Élise a raccroché en vitesse tout en validant son ticket de bus, marmonnant "merde, merde, merde" entre ses dents. A cette heure-ci, il y avait encore du monde sur la route, et le bus enchaînait feux rouges et embouteillages. Le ciel, entre les poteaux et les fils électriques, prenait la teinte d'un jambon bourré de nitrites, rose aveuglant. Élise était trop impatiente pour s'asseoir.
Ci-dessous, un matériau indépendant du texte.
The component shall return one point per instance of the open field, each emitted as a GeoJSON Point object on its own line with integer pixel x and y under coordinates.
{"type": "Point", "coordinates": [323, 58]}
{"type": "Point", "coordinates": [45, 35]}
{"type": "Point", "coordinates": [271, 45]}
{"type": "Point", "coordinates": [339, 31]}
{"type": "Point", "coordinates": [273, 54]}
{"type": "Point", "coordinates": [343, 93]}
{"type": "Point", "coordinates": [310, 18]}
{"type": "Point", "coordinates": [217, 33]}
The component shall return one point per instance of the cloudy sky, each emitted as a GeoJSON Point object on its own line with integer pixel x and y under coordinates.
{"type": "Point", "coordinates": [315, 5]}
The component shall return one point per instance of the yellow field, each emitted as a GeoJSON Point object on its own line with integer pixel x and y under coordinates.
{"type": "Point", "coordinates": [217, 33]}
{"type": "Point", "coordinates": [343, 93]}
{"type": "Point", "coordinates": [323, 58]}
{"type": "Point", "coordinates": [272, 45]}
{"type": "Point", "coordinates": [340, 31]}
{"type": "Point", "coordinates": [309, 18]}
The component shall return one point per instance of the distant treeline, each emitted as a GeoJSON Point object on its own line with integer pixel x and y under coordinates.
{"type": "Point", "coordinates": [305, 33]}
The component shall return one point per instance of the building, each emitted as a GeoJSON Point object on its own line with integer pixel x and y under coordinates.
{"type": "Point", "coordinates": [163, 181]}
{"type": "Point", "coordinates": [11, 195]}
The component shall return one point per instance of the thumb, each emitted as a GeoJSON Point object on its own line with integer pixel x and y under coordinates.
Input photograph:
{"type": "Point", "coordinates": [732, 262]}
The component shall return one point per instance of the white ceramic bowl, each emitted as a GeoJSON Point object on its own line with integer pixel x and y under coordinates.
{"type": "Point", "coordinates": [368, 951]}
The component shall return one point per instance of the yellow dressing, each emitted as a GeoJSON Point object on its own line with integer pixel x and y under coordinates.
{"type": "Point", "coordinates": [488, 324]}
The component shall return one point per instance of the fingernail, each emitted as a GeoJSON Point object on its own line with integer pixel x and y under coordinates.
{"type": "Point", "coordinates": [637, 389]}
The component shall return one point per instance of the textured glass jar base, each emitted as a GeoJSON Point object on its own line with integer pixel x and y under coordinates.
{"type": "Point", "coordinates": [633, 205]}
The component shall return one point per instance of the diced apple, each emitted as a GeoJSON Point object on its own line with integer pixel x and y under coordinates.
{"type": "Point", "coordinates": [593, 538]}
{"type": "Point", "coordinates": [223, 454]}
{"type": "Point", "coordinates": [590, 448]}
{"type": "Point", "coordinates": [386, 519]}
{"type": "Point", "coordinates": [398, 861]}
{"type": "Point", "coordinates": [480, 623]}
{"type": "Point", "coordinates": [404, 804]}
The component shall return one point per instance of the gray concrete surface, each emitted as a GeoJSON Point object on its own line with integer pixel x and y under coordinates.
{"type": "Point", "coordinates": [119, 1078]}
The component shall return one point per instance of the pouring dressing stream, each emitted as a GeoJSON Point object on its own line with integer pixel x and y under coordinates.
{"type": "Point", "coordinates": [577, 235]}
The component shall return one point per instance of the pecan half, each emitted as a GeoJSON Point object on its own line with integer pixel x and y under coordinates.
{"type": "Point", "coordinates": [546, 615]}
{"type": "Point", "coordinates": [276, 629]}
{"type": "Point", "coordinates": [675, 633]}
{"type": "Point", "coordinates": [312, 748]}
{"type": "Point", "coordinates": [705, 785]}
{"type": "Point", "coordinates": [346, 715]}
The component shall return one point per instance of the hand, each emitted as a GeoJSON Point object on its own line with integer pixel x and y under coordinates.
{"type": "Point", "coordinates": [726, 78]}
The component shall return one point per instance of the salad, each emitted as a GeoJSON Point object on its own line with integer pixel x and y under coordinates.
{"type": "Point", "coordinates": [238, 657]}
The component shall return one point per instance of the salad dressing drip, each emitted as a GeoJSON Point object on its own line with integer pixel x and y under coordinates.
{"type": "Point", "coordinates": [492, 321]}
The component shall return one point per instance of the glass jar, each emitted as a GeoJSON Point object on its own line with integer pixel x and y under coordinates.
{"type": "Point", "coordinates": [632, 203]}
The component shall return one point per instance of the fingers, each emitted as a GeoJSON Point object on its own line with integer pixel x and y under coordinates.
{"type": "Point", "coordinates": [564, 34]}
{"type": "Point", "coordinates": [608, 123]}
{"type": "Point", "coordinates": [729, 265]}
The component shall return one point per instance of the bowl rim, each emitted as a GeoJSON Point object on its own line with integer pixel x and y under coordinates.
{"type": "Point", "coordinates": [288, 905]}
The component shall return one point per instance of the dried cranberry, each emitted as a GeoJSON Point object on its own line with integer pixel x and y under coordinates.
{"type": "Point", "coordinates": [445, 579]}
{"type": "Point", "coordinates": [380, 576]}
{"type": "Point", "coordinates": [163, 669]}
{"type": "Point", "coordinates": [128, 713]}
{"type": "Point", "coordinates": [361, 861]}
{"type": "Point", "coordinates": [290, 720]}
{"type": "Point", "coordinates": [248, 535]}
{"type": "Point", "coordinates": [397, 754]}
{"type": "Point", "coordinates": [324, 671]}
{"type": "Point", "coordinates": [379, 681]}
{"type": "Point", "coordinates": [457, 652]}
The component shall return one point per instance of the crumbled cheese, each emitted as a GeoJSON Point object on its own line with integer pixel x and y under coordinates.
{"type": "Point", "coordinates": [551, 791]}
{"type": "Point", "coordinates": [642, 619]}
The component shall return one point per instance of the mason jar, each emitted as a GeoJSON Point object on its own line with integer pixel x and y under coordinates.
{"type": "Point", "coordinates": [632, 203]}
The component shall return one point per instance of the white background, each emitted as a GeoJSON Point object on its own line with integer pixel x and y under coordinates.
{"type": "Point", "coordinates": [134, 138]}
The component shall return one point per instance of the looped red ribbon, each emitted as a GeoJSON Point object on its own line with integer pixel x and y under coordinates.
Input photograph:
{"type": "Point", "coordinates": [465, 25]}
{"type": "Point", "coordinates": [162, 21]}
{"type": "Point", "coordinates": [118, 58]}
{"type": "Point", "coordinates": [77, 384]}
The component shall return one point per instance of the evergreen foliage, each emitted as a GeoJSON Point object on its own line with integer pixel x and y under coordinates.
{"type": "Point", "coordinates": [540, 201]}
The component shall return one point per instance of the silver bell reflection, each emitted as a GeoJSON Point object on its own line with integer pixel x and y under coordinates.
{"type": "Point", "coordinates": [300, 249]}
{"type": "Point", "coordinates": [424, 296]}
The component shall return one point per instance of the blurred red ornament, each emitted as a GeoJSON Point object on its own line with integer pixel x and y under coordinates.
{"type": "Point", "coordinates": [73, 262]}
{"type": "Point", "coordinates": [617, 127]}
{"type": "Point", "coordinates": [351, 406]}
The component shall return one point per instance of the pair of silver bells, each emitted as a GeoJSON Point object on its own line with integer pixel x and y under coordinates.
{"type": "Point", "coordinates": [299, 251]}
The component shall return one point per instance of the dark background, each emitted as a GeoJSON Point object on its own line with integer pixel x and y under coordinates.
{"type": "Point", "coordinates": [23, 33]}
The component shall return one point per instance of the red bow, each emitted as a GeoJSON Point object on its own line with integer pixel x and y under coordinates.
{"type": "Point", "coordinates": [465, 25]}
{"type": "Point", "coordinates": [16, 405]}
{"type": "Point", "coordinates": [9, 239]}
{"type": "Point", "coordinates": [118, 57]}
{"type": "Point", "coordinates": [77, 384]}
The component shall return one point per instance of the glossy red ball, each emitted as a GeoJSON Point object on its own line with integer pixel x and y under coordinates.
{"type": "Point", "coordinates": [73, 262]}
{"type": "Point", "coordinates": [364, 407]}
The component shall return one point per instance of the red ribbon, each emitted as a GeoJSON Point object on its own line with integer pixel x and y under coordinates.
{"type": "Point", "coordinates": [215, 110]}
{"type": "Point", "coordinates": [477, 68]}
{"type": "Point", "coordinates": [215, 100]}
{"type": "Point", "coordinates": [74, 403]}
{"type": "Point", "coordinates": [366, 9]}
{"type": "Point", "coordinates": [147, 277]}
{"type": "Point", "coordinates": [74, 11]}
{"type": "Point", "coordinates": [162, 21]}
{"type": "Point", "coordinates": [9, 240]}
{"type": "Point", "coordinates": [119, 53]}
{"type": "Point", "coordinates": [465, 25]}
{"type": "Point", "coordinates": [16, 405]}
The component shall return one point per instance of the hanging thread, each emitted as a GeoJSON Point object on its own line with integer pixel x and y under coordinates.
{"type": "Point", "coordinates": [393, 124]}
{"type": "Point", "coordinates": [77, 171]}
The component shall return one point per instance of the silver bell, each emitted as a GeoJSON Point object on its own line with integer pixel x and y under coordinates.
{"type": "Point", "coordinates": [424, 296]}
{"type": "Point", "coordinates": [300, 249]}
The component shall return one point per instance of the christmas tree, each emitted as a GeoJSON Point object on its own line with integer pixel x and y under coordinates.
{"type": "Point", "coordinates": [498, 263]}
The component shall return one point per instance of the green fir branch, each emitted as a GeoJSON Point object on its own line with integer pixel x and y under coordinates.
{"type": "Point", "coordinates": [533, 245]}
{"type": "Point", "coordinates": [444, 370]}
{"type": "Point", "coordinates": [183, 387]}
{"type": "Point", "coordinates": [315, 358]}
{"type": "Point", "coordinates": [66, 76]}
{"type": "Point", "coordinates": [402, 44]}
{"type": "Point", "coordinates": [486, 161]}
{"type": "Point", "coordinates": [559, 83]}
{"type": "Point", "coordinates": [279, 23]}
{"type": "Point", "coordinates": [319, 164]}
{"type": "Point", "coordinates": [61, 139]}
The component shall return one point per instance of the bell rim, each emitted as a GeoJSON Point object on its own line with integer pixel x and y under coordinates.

Sa main cramponnée à la barre pianotait du bout des doigts. Elle aurait voulu prendre le volant du conducteur et appuyer un bon coup sur l'accélérateur, quitte à renverser quelques pauvres mamies égarées. De toutes les façons, ce n'était pas une heure pour se promener. Elle avait des copines à retrouver, une soirée à fêter, des cocktails à boire et des chansons sur lesquelles se casser la voix.
Élise est finalement arrivée au restaurant italien Banchetto avec ses quelques minutes de retard habituelles et son plus beau sourire. Sophie, Aglaé et Laure étaient déjà installées à une table et papotaient gaiement. Leurs visages se sont éclairés en voyant Élise arriver. Elles se sont levées, lui ont fait l'une après l'autre une bise enthousiaste et lui ont tendu une petite chaise en bois sombre.
- Installe-toi, Zouzou, lui a lancé Sophie (Élise ne tolérait ce surnom ridicule que dans la bouche de sa meilleure amie).
Les deux heures suivantes ont été consacrées à déballer autour d'une bouteille de rouge et de pâtes al dente leurs anecdotes récentes, les bonheurs et les déboires de leurs vies personnelles, les potins, les amours pour celles qui n'étaient pas casées, le boulot, les projets. Elles ont achevé le repas, un peu pompettes, sur une délicieuse panna cotta aux fruits rouges, ricanant comme des lycéennes.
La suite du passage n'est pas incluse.